L’elenco delle spese pazze contestate nell’ultima tranche d’inchiesta sui politici regionali della legislatura 2005-2010 è uno dei più variopinti.
E accompagna la richiesta di rinvio a giudizio (accuse a vario titolo di falso e peculato) che il pm Massimo Terrile ha formulato nei giorni scorsi per Sandro Biasotti Tirreno Bianchi, Nicola Abbundo, Angelo Barbero, Fabio Broglia, Francesco Bruzzone, Giovanni Macchiavello, Matteo Marcenaro, Rosario Monteleone, Carmen Patrizia Muratore, Luigi Patrone e Giovanni Battista Pittaluga.

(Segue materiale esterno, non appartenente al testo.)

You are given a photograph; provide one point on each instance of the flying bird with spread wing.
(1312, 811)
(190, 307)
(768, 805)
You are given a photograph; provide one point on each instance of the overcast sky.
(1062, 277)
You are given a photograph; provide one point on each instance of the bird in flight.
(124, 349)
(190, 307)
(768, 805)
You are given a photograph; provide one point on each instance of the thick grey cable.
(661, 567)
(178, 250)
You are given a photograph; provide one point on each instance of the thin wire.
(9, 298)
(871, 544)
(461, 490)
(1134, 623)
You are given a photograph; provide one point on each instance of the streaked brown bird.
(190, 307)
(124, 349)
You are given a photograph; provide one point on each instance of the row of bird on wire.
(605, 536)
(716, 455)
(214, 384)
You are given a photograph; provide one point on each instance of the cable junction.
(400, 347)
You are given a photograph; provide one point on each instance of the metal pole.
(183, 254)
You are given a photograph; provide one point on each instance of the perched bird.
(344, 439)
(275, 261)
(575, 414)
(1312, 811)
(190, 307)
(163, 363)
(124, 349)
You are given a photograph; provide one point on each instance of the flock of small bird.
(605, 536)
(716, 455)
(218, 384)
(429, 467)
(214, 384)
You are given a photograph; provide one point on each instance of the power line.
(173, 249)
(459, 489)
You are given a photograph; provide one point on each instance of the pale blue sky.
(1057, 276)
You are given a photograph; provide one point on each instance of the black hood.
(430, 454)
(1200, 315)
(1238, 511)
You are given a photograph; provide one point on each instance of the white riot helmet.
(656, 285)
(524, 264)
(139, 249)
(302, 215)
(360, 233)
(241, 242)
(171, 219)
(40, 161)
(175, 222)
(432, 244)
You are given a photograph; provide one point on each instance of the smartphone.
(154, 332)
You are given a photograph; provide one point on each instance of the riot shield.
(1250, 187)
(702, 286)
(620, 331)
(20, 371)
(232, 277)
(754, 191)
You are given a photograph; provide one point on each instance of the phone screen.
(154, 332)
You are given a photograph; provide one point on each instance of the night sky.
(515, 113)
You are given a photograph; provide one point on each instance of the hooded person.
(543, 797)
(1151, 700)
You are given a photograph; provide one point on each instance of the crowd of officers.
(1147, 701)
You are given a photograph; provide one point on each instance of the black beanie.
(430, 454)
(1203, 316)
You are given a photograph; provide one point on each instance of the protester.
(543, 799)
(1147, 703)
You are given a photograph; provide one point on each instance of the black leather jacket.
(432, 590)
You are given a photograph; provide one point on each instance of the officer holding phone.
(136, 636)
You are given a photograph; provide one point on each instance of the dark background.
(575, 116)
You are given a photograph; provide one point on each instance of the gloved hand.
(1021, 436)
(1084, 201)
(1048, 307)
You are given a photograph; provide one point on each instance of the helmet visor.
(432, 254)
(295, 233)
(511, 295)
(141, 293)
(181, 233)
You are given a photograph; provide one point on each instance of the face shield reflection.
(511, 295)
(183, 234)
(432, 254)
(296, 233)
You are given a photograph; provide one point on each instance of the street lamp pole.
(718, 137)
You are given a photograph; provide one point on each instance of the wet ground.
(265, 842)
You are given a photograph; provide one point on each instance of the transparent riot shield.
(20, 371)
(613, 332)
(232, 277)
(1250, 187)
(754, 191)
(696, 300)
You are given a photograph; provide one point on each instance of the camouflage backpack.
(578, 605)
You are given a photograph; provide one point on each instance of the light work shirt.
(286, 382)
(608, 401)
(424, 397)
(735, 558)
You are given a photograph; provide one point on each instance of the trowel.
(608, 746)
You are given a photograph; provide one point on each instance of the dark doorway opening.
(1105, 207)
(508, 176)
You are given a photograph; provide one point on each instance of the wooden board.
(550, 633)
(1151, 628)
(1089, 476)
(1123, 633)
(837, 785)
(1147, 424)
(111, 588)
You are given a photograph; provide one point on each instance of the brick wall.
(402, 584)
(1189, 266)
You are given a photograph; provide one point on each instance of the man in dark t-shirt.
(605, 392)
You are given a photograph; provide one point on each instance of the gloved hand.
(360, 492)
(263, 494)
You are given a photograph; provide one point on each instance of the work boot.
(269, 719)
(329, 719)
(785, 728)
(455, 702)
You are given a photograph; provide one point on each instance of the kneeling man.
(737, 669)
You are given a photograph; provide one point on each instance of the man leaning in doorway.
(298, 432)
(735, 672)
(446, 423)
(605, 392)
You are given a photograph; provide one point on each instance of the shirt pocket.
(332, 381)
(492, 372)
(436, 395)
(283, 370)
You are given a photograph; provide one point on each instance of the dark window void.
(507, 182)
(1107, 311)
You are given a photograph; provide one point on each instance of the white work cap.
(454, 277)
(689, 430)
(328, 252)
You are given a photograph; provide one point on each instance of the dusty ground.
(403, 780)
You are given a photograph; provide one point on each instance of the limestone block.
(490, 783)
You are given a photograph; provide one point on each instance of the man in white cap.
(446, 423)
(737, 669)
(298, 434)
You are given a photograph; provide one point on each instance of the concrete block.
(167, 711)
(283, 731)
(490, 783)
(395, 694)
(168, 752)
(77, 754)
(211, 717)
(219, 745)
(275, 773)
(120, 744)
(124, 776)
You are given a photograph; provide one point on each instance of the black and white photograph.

Biasotti, Abbundo, Barbero, Broglia, Macchiavello, Marcenaro e Patrone facevano parte della minoranza di centrodestra e oggi non siedono più in consiglio regionale; il leghista Bruzzone, anche allora nel centrodestra, è l’unico ancora in carica essendo attualmente presidente del consiglio regionale; Bianchi, Monteleone, Muratore e Pittaluga erano nella maggioranza di centrosinistra e oggi non hanno più un seggio.
Considerato che la lista degli esborsi folli fatti rimborsare con denaro pubblico riempie 300 pagine, bisogna selezionare.
Fra i più creativi spicca Fabio Broglia, che si è fatto risarcire contributi all’Unicef (660 euro), push-up e perizoma “Fragole” (13,80 euro) «latte, bibita, nutella e frutta» comprati alla Standa (17,76 euro), il libro “Quando i cavalli avevano le dita – misteri e stranezze della natura” (21,37 euro), sedie Kartell (450 euro) e 520 euro «per l’affitto (sotto un nome fittizio, ndr) di un appartamento in via Vittorio Veneto a Busalla per 5 giorni al mese fra gennaio e aprile 2008».
Il Secolo XIX ha provato a contattarlo al telefono per una replica, ma non è stato possibile parlargli nonostante i ripetuti squilli.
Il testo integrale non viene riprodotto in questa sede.